Liquefied Natural Gas (LNG)
Pipeline receipts: Average natural gas deliveries to U.S. LNG export terminals were essentially unchanged week over week, averaging 12.6 Bcf/d, according to data from S&P Global Commodity Insights. Natural gas deliveries to terminals in South Texas decreased by 3.1% (0.1 Bcf/d) to 3.9 Bcf/d, while deliveries to terminals in South Louisiana increased by 2.6% (0.2 Bcf/d) to 7.5 Bcf/d. Natural gas deliveries to terminals outside the Gulf Coast decreased by 6.1% (0.1 Bcf/d), almost entirely due to a decline in deliveries to the Cove Point terminal in Maryland. TC Energy declared a force majeure on its Columbia Gas Transmission pipeline after an explosion occurred at a section of the pipeline near Strasburg, Virginia, on Tuesday, which decreased natural gas flows to the Cove Point LNG terminal. Vessels departing U.S. ports: Twenty-four LNG vessels (seven from Sabine Pass, four each from Cameron and Freeport, three each from Calcasieu Pass and Corpus Christi, two from Elba Island, and one from Cove Point) with a combined LNG-carrying capacity of 86 Bcf departed the United States between July 20 and July 26, according to shipping data provided by Bloomberg Finance, L.P.
Storage
Net injections into storage totaled 16 Bcf for the week ending July 21, compared with the five-year (2018–2022) average net injections of 31 Bcf and last year’s net injections of 18 Bcf during the same week. Working natural gas stocks totaled 2,987 Bcf, which is 345 Bcf (13%) more than the five-year average and 573 Bcf (24%) more than last year at this time. According to The Desk survey of natural gas analysts, estimates of the weekly net change to working natural gas stocks ranged from net injections of 6 Bcf to 31 Bcf, with a median estimate of 14 Bcf.

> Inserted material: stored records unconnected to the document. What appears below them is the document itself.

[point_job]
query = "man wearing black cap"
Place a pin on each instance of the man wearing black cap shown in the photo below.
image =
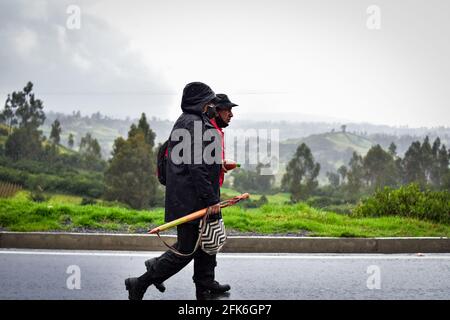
(220, 121)
(189, 187)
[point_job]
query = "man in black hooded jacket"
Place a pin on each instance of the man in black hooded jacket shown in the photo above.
(190, 186)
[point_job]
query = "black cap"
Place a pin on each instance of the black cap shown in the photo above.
(222, 101)
(195, 95)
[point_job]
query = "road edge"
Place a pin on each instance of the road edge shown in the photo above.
(237, 244)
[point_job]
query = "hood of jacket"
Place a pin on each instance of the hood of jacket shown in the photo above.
(195, 95)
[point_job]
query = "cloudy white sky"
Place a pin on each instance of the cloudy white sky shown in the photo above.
(283, 57)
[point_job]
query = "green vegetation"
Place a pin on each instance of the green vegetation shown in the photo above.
(76, 190)
(407, 201)
(20, 214)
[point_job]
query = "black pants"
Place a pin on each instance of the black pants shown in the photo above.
(170, 263)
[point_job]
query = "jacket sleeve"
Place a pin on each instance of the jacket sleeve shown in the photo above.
(199, 171)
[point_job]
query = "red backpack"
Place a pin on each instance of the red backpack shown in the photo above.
(161, 162)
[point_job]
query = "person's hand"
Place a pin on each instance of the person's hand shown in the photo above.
(215, 209)
(223, 168)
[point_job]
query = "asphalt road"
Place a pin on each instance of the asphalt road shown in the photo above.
(51, 274)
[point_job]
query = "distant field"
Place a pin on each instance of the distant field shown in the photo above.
(61, 214)
(279, 198)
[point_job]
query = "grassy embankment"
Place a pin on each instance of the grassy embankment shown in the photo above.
(63, 213)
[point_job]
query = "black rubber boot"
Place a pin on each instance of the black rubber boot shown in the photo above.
(148, 264)
(135, 289)
(206, 291)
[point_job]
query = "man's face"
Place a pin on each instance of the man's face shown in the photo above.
(226, 114)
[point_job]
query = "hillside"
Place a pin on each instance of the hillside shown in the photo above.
(331, 149)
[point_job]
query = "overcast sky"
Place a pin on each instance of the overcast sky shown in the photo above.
(309, 57)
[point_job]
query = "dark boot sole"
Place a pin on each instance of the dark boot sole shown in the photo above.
(160, 286)
(128, 287)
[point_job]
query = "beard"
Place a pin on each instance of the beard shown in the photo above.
(220, 122)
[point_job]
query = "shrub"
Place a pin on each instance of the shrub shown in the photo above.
(323, 201)
(37, 195)
(88, 201)
(407, 201)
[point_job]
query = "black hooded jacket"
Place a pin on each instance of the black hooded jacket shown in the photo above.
(191, 186)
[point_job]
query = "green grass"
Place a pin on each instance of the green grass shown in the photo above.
(20, 214)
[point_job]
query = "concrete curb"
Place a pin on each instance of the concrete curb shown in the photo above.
(141, 242)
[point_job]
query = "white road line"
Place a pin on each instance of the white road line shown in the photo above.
(243, 256)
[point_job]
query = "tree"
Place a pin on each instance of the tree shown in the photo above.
(24, 143)
(392, 149)
(412, 165)
(301, 174)
(28, 109)
(426, 159)
(130, 176)
(70, 141)
(8, 115)
(343, 172)
(379, 168)
(55, 134)
(90, 148)
(334, 179)
(25, 111)
(145, 128)
(355, 175)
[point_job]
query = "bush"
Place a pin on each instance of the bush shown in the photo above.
(88, 201)
(407, 201)
(323, 201)
(37, 195)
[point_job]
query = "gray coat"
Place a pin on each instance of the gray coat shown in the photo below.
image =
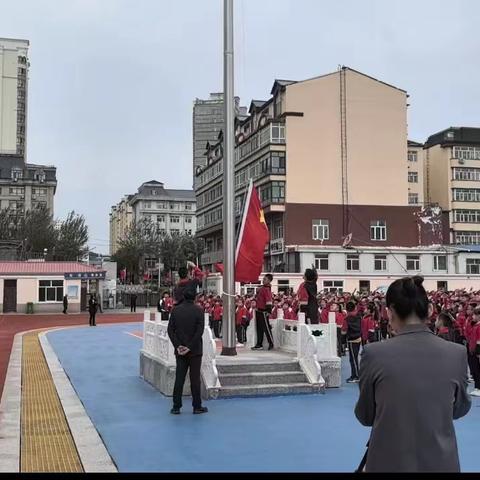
(412, 387)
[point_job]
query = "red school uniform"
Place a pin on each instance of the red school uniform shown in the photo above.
(217, 312)
(240, 315)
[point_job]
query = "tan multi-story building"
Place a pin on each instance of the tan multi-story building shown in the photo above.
(329, 157)
(415, 173)
(24, 186)
(121, 216)
(13, 95)
(172, 211)
(452, 180)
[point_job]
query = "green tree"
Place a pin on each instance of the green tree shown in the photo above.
(71, 238)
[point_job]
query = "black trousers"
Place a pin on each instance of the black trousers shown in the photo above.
(185, 363)
(353, 349)
(241, 333)
(217, 327)
(474, 365)
(263, 326)
(340, 348)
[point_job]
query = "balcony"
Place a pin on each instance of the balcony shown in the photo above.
(277, 246)
(211, 257)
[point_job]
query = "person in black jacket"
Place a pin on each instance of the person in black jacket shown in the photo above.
(92, 310)
(353, 329)
(310, 285)
(185, 330)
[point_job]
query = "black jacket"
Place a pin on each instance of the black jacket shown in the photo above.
(354, 326)
(186, 327)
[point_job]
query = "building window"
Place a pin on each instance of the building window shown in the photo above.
(380, 263)
(466, 194)
(321, 261)
(334, 286)
(17, 190)
(413, 262)
(412, 177)
(469, 174)
(440, 262)
(378, 230)
(466, 153)
(413, 198)
(277, 133)
(17, 174)
(467, 238)
(320, 230)
(473, 266)
(466, 216)
(353, 262)
(50, 291)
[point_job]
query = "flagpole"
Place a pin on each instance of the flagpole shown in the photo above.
(228, 326)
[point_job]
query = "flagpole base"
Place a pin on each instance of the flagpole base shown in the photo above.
(229, 351)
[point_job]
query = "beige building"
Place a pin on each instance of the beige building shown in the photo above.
(26, 186)
(120, 219)
(415, 173)
(452, 180)
(13, 95)
(322, 153)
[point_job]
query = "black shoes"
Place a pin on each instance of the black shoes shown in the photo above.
(198, 411)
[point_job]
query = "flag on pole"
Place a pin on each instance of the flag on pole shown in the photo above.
(252, 239)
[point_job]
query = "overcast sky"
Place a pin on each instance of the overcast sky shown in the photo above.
(112, 82)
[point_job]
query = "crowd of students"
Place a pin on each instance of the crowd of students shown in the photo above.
(361, 317)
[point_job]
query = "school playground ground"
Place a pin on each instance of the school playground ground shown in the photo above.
(303, 433)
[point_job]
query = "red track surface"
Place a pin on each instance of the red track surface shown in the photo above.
(10, 325)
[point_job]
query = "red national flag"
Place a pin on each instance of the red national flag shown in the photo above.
(252, 239)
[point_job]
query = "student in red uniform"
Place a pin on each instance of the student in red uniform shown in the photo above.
(473, 337)
(241, 314)
(264, 308)
(217, 319)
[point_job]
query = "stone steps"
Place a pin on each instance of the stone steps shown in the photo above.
(258, 367)
(264, 378)
(267, 390)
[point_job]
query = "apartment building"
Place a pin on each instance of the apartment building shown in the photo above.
(330, 159)
(415, 173)
(25, 186)
(14, 67)
(121, 216)
(208, 119)
(172, 211)
(452, 180)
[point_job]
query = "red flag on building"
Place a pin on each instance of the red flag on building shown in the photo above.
(253, 237)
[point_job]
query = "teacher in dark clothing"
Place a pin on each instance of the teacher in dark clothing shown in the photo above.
(412, 387)
(185, 330)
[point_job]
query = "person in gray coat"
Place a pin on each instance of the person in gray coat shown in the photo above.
(412, 387)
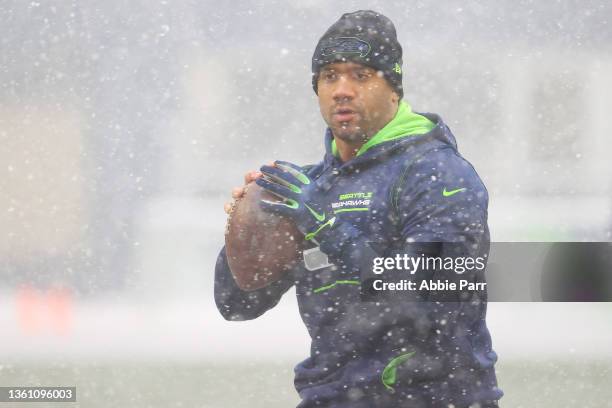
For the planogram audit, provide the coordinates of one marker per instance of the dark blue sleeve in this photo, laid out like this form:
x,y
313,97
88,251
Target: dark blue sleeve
x,y
443,200
235,304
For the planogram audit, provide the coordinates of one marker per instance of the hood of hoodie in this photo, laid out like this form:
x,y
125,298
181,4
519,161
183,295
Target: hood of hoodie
x,y
407,129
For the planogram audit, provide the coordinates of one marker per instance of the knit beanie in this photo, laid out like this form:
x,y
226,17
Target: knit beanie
x,y
365,37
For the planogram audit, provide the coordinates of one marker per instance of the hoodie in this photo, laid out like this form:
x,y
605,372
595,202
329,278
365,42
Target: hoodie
x,y
408,186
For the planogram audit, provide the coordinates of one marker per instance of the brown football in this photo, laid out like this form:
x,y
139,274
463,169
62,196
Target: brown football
x,y
260,246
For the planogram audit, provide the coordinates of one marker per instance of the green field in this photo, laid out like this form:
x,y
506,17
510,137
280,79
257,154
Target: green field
x,y
213,385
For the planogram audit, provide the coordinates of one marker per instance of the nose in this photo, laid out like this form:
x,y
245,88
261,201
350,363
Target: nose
x,y
344,90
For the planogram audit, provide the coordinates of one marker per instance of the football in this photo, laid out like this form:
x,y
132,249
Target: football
x,y
260,246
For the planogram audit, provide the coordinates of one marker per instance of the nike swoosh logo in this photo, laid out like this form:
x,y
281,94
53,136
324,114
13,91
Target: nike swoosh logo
x,y
319,217
452,192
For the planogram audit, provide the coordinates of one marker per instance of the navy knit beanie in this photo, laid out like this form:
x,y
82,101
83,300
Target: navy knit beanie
x,y
365,37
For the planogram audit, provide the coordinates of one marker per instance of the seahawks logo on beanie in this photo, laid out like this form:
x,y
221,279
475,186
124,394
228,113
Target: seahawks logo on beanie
x,y
345,45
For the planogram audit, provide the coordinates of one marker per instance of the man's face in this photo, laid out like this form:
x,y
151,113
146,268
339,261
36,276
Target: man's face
x,y
355,101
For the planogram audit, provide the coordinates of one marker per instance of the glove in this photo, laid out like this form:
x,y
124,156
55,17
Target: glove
x,y
290,183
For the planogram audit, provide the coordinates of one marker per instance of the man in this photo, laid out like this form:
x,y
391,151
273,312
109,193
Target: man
x,y
391,183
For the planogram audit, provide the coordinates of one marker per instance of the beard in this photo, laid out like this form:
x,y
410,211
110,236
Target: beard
x,y
350,133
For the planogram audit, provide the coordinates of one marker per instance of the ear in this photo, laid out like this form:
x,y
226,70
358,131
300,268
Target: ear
x,y
395,98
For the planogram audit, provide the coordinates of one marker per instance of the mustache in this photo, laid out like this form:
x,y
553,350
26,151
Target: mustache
x,y
344,109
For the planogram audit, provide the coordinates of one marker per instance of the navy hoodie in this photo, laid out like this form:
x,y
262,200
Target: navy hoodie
x,y
401,350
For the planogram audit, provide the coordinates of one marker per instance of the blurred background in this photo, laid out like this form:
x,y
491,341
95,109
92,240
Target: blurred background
x,y
124,126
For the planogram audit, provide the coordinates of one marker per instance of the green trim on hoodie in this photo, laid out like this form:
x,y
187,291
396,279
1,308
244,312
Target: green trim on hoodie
x,y
405,123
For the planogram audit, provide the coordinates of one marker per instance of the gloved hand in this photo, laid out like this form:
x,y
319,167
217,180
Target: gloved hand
x,y
291,184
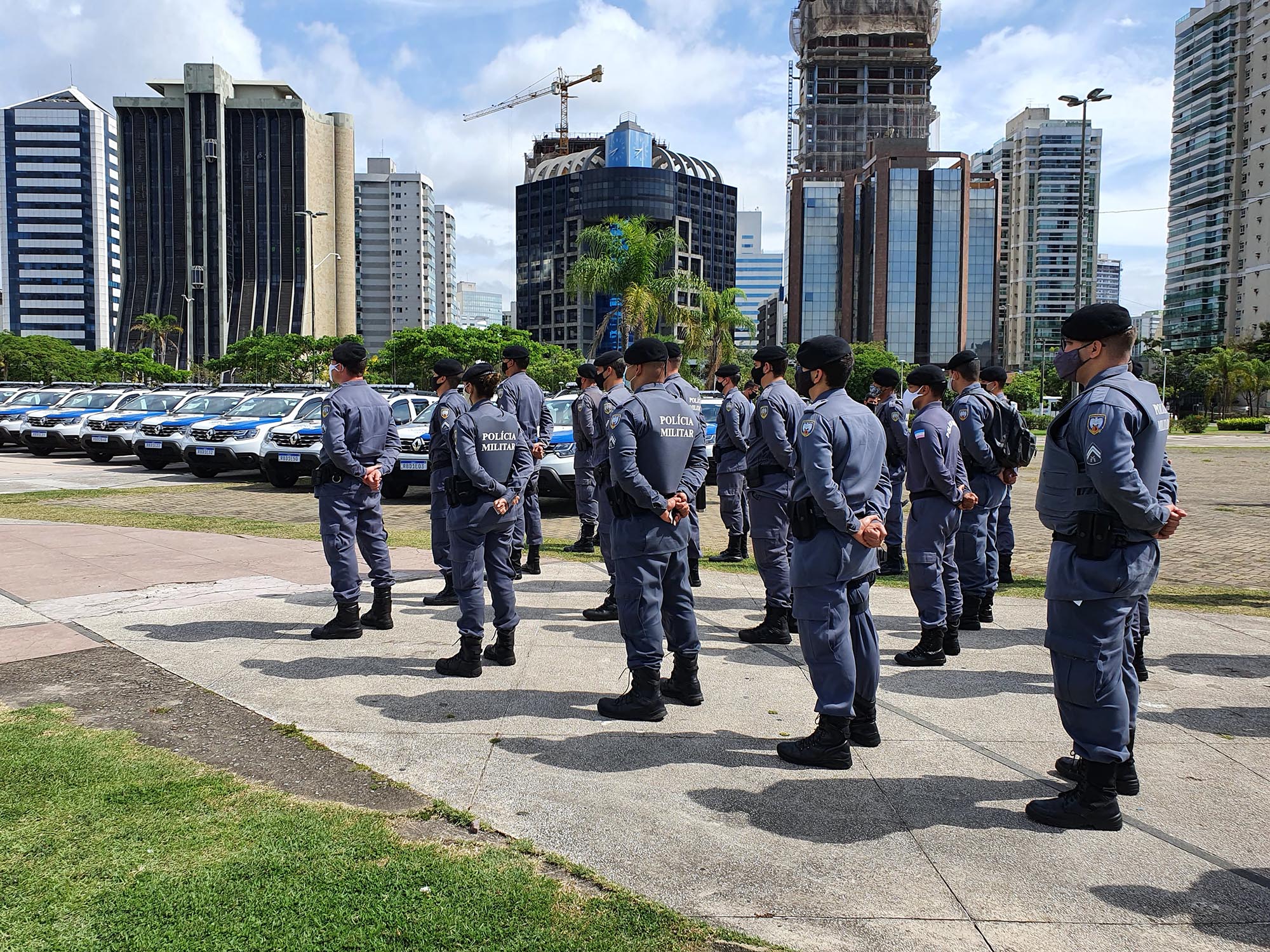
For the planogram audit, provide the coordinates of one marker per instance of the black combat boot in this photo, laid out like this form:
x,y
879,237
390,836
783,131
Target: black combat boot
x,y
605,612
467,663
1004,574
864,724
683,685
642,703
929,652
1089,807
504,652
586,541
826,747
774,630
380,616
970,612
986,607
345,625
446,597
1127,784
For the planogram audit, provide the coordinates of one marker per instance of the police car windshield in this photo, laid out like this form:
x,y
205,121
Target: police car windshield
x,y
209,404
265,407
150,403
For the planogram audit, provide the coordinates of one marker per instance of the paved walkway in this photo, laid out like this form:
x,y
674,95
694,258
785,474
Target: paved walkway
x,y
921,846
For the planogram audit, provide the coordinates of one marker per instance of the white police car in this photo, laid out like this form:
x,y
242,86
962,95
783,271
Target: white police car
x,y
236,441
111,433
60,427
26,402
290,450
159,441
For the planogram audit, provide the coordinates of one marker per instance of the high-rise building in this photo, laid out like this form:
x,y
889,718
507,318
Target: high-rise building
x,y
1108,290
1219,223
238,211
448,276
478,309
759,275
1039,237
627,173
60,266
866,72
397,280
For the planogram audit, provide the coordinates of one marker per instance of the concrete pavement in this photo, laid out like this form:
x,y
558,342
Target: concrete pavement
x,y
923,843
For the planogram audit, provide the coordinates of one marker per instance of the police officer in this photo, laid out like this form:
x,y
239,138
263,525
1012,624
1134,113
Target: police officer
x,y
977,539
360,447
446,380
772,463
1100,496
520,397
610,374
895,421
587,445
657,456
690,395
841,494
731,432
493,464
938,498
994,380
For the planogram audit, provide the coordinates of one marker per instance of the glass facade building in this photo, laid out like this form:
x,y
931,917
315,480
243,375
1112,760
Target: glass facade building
x,y
60,255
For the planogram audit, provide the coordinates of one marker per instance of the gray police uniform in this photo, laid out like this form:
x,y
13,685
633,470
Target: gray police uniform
x,y
731,432
770,466
937,477
680,388
843,477
585,453
895,421
493,454
358,433
656,449
605,412
520,397
441,466
1103,464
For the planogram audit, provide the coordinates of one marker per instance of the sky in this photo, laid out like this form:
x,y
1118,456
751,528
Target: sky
x,y
708,77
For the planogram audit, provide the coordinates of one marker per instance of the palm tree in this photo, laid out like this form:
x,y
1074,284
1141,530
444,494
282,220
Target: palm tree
x,y
623,258
159,331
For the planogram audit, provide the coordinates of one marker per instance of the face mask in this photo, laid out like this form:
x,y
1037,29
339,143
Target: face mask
x,y
1069,364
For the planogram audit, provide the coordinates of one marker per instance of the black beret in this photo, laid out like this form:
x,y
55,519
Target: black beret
x,y
478,370
349,352
609,359
1097,322
926,375
961,357
647,351
887,378
816,354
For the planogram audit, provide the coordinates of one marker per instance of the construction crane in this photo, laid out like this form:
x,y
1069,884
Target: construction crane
x,y
561,87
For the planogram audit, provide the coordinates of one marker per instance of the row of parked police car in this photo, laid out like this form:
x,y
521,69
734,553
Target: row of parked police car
x,y
275,430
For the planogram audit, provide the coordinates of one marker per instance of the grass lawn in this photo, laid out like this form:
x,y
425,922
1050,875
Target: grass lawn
x,y
110,845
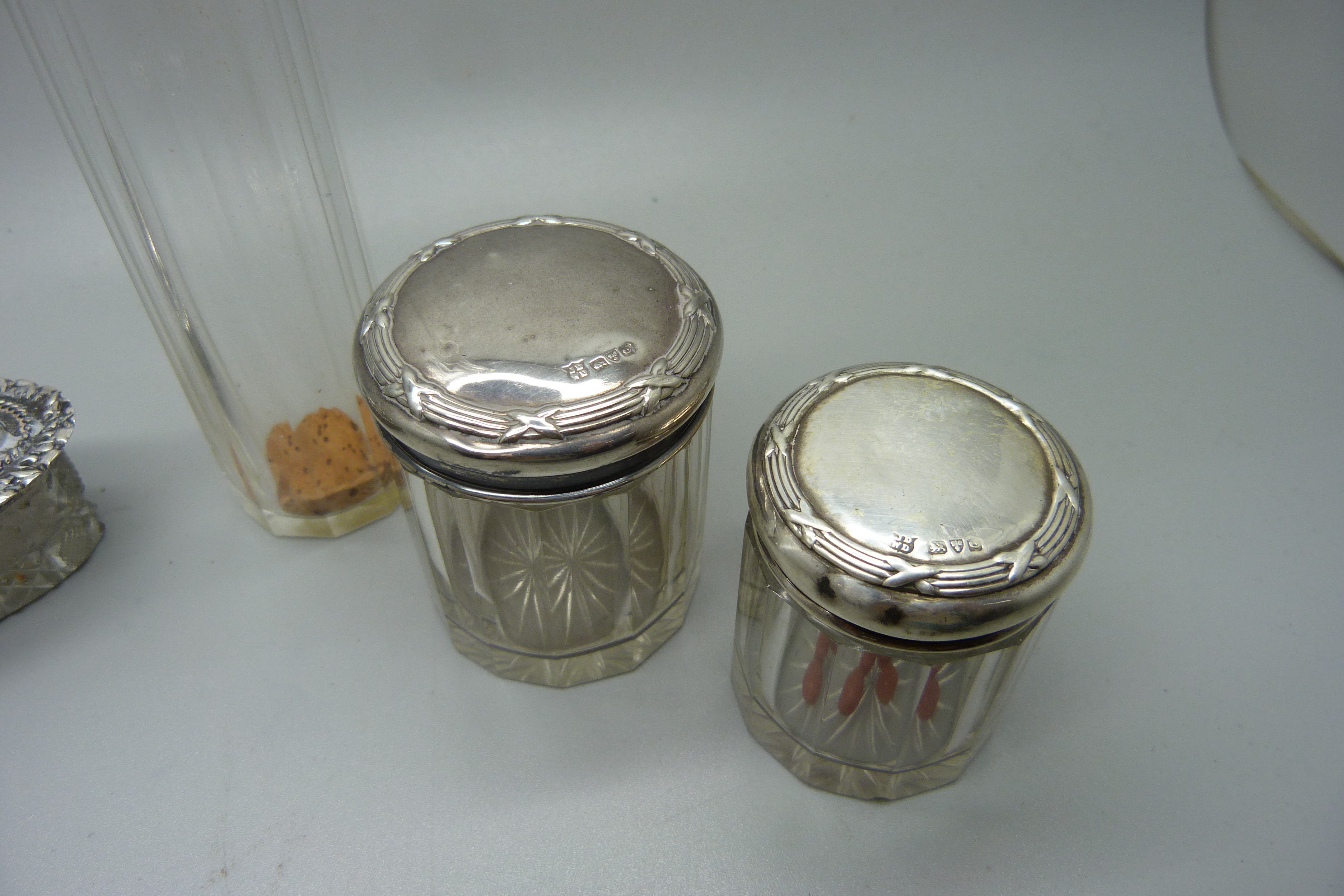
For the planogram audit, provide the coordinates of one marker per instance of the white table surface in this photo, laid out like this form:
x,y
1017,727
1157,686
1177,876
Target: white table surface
x,y
1034,193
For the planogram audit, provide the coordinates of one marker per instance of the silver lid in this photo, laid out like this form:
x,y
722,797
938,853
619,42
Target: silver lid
x,y
917,503
538,352
35,424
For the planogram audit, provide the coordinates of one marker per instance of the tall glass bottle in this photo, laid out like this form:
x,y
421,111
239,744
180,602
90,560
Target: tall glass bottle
x,y
203,136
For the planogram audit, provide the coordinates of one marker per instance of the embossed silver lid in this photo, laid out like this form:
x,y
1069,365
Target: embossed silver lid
x,y
917,503
35,424
541,352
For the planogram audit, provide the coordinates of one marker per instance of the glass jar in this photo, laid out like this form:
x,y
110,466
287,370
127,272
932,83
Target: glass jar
x,y
548,382
909,531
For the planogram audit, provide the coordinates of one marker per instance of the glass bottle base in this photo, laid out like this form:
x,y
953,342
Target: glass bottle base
x,y
331,525
834,776
565,672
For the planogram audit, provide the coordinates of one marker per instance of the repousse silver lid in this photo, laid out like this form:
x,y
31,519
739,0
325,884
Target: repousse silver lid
x,y
538,354
35,424
917,503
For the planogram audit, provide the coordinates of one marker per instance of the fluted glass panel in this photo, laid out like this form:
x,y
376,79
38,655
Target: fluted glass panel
x,y
569,592
858,721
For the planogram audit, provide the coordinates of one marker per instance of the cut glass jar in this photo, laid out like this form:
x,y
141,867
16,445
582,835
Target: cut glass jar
x,y
909,531
546,382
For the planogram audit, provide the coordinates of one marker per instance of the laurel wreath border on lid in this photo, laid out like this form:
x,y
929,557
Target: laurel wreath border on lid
x,y
892,570
663,378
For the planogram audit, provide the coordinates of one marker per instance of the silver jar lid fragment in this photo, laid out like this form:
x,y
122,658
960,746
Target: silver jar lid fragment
x,y
538,352
35,424
48,529
917,503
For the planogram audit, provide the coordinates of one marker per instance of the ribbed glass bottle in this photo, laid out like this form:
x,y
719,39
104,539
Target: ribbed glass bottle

The average rate of injections into storage is 4% higher than the five-year average so far in the refill season (April through October). If the rate of injections into storage matched the five-year average of 9.3 Bcf/d for the remainder of the refill season, the total inventory would be 3,940 Bcf on October 31, which is 345 Bcf higher than the five-year average of 3,595 Bcf for that time of year.